Quando si decide di sottoporre ad analisi la storia e la cultura di una piccola grande comunità come quella di Capracotta, è giusto e formativo ascoltare le critiche, perché si è costretti ad approfondire il tema per difendere le proprie tesi. Altre volte, però, si subiscono dei veri e propri attacchi personali, figli di assurdi ed arroganti convincimenti, duri a morire, ed è ciò ch'è capitato a me alcune settimane addietro per una storia che, a mio avviso, sarebbe terminata ancor prima di cominciare.
Il malinteso - chiamiamolo così per quieto vivere - è nato allorché mi è stato sottoposto un quesito: come mai su molti portoni di via Roma sono affisse delle piccole croci in legno? Qual è il loro significato?
Dopo aver verificato i riferimenti bibliografici sulla questione ed aver ascoltato persone di profonda e genuina cultura paesana (due sacerdoti e un falegname), la mia risposta è stata ed è tuttora univoca: in passato quelle piccole croci in legno di palma venivano consegnate dal parroco durante le rogazioni, ossia durante la processione propiziatoria che si svolgeva dopo Pasqua, il 25 aprile, e che aveva per fine quello di benedire le seminagioni.
Bisogna infatti sapere che fino alla prima metà del '900 si svolgeva a Capracotta la Via Crucis, che attraversava ogni rione del paese, toccando alcune delle croci stazionarie sparse per l'abitato, dalla Chiesa Madre al Santuario della Madonna di Loreto, fino al Calvario. Durante il periodo delle rogazioni non mancavano le preghiere e le litanie, per cui quelle piccole croci rientrano a pieno titolo nella tradizione meridionale legata alla Pasqua cattolica, che presso il popolo minuto potrebbe aver dato vita ad una quache forma di superstizione legata ai riti propiziatori dell'acqua. Persino sull'uscio della mia abitazione di via San Sebastiano è tuttora presente una di queste piccole croci.

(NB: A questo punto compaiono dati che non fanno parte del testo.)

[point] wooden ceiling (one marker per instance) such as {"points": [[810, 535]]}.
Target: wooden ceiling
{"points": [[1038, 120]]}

Ovviamente c'è chi non è d'accordo con questa interpretazione, sostenendo che attaccare le croci in legno alla porta di casa fosse un rito pagano per scacciare le streghe (come le cruci d'azona siciliane), il che potrebbe essere pure una credenza legittima se non fosse che quelle crocette stavano anche e soprattutto sui portoni delle nostre chiese. Ma allora chiedo: è credibile che il clero abbia ceduto alla superstizione popolare andando a profanare gli ingressi delle chiese con amuleti e talismani? E perché quelle croci in legno sono pressoché di identica fattura, come provenienti da un solo fornitore?
Per rispondere a queste domande non ci si può basare soltanto sulla vox populi, come se questa fosse la voce tonante di Dio. È proprio questo atteggiamento di ignoranza e protervia che ha dato vita alle streghe e che poi le ha messe al rogo. A buon intenditor poche parole.
Francesco Mendozzi
Bibliografia di riferimento:
E. Giancristofaro, Totemàjje. Viaggio nella cultura popolare abruzzese, Carabba, Lanciano 1978;
L. M. Lombardi Satriani, Santi, streghe e diavoli. Il patrimonio delle tradizioni popolari nella società meridionale e in Sardegna, Sansoni, Firenze 1971;
F. Mendozzi, Guida alla letteratura capracottese, vol. I, Youcanprint, Tricase 2016.